After director Marc Forster ("Monster's Ball," "Quantum of Solace") cast Butler in the part, the Scottish actor wanted to meet Childers so he travelled to his home in Jonestown, PA. There, Butler says, he was surrounded by all of Childers' family, "including Paige and Lynn, and a couple preacher friends of his and then just a couple other people. And it was very much in his own domain and in his element, and [he was] kind of enjoying the space and the attention, and quite rightly so; his movie was about to be made and a Hollywood actor had got off his ass and come to see him in his den.

"And he had a toothpick in his mouth and his little cocky smile: 'What you got? What you got for me?' I sat down, and he was like, 'Here, take this,' and he gives me a gun. And so I start playing with the gun, and I think, 'Maybe I should brandish it' so I brandish it and they all go 'Whoa, whoa!' They duck. 'It's a loaded gun!'

"We were about to have our first fallout, and I was like, 'Why are you giving me a loaded gun in a small room full of fifty people?' You know? And there went the first test. But immediately I saw a man with incredible charisma. You could tell he could be very dangerous as well. A powerhouse of a man but with a great twinkle in his eye, and that's something that I really kind of grabbed on through all this was colour, really colourful character."
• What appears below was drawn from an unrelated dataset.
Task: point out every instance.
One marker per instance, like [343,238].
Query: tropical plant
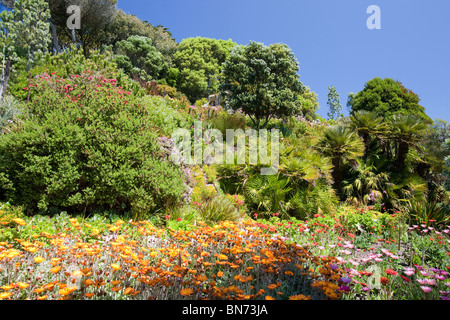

One of assembled journalists asks the cast about their obsessions, inspired by Childers' obsession with first drugs and then helping the children of east Africa. While the answers of her fellow actors are light-hearted or pat, 15-year-old Madeline Carroll, who works with the international aid agency Zoe International through her church, gives the most heartfelt response, indicating that she was obsessed by the stories of the children Childers rescued.

"Some of the stories just make me so sad," she says, crying now. "But some of their stories are just incredible, and that really impacted me, seeing the strength of those kids. And how can I not do a movie like this that made me open my eyes and help save some of these kids over there? How could I not do it?

"I'm very thankful for this movie, and I hope all the people walk away wanting to make a difference and willing to help people like Sam did. And the difference is Sam actually did it. We talked all day long about how we were going to do this and we were going to do that, but Sam actually did it, and I hope that people leave this movie inspired and want to do that."